Im Anschluss an den erledigten Verteil-Donnerstag sitzen wir noch bei Tisch und essen den Rest des Wurstsalats auf und lassen dabei den heutigen Tag reüssieren. Wie schon angemerkt, es ist ein gutes Gefühl mit einem tollen, ehrenamtlichen Team etwas zu bewegen und Gutes zu tun.

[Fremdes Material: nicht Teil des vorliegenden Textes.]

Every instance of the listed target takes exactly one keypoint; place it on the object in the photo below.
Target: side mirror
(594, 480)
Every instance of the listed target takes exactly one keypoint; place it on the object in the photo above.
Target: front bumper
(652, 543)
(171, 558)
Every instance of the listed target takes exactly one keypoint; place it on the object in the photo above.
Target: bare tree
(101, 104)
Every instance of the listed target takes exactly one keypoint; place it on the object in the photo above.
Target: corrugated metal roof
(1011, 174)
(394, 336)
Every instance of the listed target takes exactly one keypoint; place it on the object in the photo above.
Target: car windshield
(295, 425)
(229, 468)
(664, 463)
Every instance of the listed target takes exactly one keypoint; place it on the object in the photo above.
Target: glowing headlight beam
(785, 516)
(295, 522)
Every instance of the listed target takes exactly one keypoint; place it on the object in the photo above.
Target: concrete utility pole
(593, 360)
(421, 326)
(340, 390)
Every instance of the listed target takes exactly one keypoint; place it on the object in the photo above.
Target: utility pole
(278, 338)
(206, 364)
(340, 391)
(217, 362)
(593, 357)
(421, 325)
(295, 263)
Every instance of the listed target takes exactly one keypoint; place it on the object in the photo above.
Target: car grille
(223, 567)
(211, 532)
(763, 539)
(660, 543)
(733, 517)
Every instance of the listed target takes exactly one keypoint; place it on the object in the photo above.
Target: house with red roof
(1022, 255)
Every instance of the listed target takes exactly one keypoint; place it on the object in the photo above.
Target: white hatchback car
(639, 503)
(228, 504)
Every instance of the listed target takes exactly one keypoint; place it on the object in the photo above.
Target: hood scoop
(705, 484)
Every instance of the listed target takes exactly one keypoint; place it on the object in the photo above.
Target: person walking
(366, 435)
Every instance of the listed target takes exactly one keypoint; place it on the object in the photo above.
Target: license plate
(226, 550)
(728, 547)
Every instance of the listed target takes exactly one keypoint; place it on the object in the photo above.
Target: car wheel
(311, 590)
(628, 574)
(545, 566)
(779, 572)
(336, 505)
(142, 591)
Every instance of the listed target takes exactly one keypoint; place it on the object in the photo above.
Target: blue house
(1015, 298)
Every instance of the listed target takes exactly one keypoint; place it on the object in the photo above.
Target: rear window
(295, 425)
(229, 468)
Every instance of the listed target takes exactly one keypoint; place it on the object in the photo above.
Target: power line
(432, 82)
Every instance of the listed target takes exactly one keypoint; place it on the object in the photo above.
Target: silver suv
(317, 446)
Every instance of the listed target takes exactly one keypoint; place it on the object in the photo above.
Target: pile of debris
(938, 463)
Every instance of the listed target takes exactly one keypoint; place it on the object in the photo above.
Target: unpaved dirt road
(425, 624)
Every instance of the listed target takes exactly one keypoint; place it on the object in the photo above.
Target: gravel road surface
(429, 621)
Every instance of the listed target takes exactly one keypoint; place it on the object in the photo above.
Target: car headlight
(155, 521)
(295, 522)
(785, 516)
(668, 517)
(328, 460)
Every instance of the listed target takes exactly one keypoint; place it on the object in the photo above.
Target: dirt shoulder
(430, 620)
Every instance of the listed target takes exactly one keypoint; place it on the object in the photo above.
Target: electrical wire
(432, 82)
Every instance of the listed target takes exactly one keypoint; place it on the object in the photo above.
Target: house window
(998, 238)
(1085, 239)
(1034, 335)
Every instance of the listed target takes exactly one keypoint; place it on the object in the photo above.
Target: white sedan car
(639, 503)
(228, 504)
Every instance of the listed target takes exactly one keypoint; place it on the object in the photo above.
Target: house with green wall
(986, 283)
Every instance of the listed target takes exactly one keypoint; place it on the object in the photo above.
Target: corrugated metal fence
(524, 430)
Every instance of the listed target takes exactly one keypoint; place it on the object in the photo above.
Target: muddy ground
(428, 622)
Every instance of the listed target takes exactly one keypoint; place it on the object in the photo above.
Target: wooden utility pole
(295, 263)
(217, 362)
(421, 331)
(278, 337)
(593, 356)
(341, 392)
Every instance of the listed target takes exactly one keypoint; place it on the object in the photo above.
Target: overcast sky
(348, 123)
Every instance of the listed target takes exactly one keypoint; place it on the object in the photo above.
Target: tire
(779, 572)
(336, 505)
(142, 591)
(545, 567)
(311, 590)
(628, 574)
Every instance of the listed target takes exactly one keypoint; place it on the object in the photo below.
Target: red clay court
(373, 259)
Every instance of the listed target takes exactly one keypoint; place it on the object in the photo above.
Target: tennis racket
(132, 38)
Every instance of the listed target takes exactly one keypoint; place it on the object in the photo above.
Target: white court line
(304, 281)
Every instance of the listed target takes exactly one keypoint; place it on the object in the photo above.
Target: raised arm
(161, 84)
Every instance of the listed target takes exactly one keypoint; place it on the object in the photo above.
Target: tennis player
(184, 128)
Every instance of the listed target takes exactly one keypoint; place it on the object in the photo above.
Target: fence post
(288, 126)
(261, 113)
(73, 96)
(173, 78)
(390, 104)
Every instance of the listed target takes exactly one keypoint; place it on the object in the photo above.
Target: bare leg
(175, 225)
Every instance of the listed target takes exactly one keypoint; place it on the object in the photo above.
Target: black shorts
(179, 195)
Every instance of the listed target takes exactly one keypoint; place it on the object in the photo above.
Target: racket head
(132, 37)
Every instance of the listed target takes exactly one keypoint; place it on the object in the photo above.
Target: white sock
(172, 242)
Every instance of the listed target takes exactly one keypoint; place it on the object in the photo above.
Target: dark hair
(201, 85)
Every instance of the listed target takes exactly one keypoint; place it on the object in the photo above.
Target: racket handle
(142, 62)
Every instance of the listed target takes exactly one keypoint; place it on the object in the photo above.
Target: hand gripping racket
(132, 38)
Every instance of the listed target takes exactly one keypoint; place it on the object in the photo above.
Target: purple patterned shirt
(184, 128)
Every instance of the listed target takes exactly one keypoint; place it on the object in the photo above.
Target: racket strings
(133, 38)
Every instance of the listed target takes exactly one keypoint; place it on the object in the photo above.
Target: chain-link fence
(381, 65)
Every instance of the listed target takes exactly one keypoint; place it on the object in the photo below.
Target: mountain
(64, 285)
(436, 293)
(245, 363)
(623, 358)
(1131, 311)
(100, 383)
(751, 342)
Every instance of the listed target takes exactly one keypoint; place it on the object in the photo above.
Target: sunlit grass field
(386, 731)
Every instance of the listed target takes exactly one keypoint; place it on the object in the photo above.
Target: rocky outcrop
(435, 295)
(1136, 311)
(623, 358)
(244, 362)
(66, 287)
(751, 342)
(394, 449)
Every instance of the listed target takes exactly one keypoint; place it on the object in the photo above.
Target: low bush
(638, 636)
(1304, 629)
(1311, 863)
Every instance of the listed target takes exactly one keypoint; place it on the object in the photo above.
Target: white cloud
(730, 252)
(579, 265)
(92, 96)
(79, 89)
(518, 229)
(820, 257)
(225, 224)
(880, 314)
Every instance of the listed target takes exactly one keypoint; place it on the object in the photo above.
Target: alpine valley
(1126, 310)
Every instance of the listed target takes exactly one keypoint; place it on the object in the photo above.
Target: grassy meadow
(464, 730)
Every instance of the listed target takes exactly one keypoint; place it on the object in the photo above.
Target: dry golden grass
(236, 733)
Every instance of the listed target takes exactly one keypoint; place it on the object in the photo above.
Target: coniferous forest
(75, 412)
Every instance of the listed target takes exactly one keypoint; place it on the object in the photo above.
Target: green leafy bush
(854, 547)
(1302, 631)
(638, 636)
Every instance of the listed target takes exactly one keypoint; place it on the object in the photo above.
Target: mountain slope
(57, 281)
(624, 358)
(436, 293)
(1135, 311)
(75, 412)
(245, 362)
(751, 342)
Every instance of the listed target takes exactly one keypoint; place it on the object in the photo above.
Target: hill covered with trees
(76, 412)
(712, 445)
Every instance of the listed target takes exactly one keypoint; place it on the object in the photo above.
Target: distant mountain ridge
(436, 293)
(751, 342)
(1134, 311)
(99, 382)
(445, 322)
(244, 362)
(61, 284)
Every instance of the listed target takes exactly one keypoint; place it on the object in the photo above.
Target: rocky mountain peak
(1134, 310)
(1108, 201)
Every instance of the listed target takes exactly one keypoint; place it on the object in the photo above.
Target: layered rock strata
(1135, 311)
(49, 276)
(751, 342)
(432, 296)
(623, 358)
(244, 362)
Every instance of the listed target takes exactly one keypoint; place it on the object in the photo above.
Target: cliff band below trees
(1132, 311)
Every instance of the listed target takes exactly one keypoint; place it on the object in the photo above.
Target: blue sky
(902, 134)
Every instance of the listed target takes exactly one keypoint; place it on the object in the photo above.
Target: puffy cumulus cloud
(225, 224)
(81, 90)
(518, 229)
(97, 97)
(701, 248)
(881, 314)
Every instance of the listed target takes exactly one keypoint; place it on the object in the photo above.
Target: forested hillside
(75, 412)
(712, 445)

Dieses Posting heute habe ich deshalb schon heute geschrieben und formuliert, weil ich morgen Samstag und übermorgen Sonntag in Wien zu TV-Aufnahmen bin. Ich saß nun seit 7.30 Uhr bei diesem Posting, was so viel heißt wie, ich habe dafür 5 ½ Stunden und 10 A4 Seiten gebraucht. Tja, aber nun ist Wochenende.
In meinem Kopfhörer klingt gerade „Eleni“ von Tol & Tol, ein wunderschönes Lied das ich sehr liebe. In meinen Allerheiligen-Gedanken heute sind alle unsere Schützlinge, die schon gestorben sind, geborgen und allgegenwärtig. Ich denke oft an sie, nicht nur heute, aber heute mit einem besonderen Gefühl.
Euch einen großen Dank für Eure Loyalität und Aufmerksamkeit und vielen, lieben Dank an all unsere Gönner:innen für die großartige Unterstützung und wunderbare Geste, dass wir unseren Verteil-Donnerstag jede Woche abhalten dürfen, Vergelt’s Gott und Gottes Segen euch allen.